Up the E11 highway in Dubai, it's a completely different scenario, says Oliver. "When you look at Dubai, there are gyms opening up every week and on every corner. It's really booming at the moment. They're keeping their costs down with the fit-outs and they're doing either studios, which doesn't take any equipment at all, just a few Body Pump sets, or bikes in there."
However, Oliver does foresee changes on the horizon in Abu Dhabi.
"Prices have been pretty premium for the past few years because the hotels have monopolised the market. It's a kind of price fixing.
"All it would take is a quality gym that's not a hotel to start up and offer membership for something like Dh300 a month. Then everyone else is going to have to drop their prices and I do think this will happen pretty soon.
"Some of these gyms in Abu Dhabi are Dh1,100 to Dh1,500 a month. That's a huge amount of money."
One new gym that is slightly cheaper than the average hotel is Beyond Health Club in Khalifa City A, which opened in October and costs Dh8,700 for a single person for a year, with a current discount rate of Dh6,700 as an opening offer.
Ross Millar, the director of the company, had his theories as to the excess charged by the competition.
"It used to be that if you want to enjoy leisure facilities in Abu Dhabi, you have to be a member of a health club.
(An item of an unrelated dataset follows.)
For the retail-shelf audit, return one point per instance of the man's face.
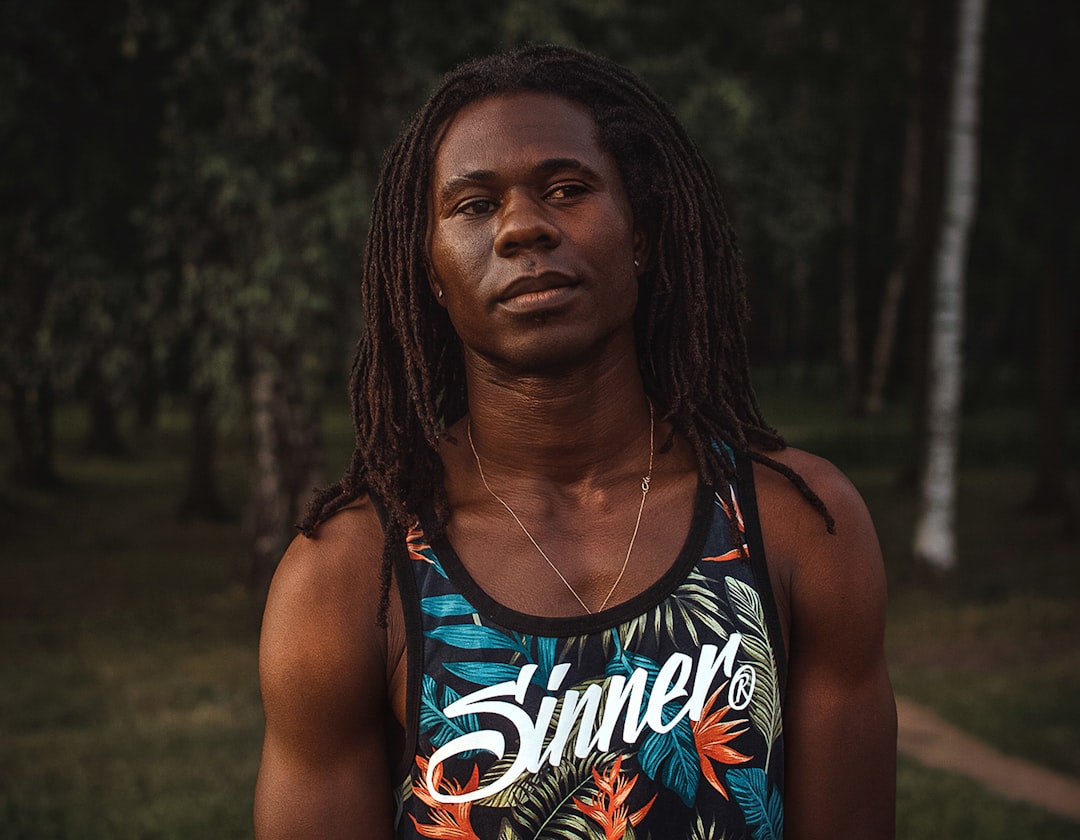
(531, 239)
There are only a few public beaches on the Corniche, and a lot of people don't like going to these because you can get stared at," he says.
"There are plenty of old gyms and expensive ones in hotels, but very few that offer five-star, independent solutions.
"We're trying to be middle of the road by comparison, in that we can't be too cheap because we offer a high-end service, but likewise, we want to keep our prices affordable to make sure that customers have an incentive to join.
"I think people are tired of having to pay these really expensive costs for the hotels and are after something different."
Nevertheless, Linley Marjolin, the recreation manager at the InterContinental Abu Dhabi, contends that his hotel, which charges Dh9,500 a year for men and Dh7,500 for women, represents value for money.
He explains how the price structure was formulated: "We base ourselves in the market of Abu Dhabi. We come up with a price and benchmark it on the leisure club market in Abu Dhabi. We see what else is out there, what they're charging, and come up with a competitive price that reflects that.
"We are constantly updating the equipment, so that costs money. You have to look into your maintenance, operation costs and the like. We do spend a lot of time calculating the rates."
He argues that compared with other hotels, the InterCon's gym was an excellent deal for customers: "Our hotel is in an excellent location and the club itself is very well known in terms of people. We've had some people who have been members here for 15 years, so if it wasn't good value they wouldn't keep renewing.
"The fact is, you're not just getting entry to a gym, you're getting beach membership as part of the deal. So it's membership to a leisure club, rather than just a gym."
But Marjolin predicted a decrease in prices as the market became saturated.
"As more and more gyms open in Abu Dhabi, I am sure prices will drop eventually. Everybody will look into the price of structure and they will look into the strategy of how and what we do. Our prices have dropped a bit over the past few years, just because there have been more hotels opening. Everybody had dropped the price down."
So, until then, are the citizens of the capital doomed to either grow morbidly overweight, or be continually broke? Oliver believes there are alternatives.
"You don't always have to work out in the gym. Abu Dhabi has a lot of green spaces and parks, so you could get out and exercise outdoors.
"You do see a lot of people out in the parks, out on the Corniche, especially this time of year when the weather's so nice.
"I think that paying all this money to join these expensive hotel gyms isn't the best use of your cash, and what you're actually getting there is something that's pretty much outdated."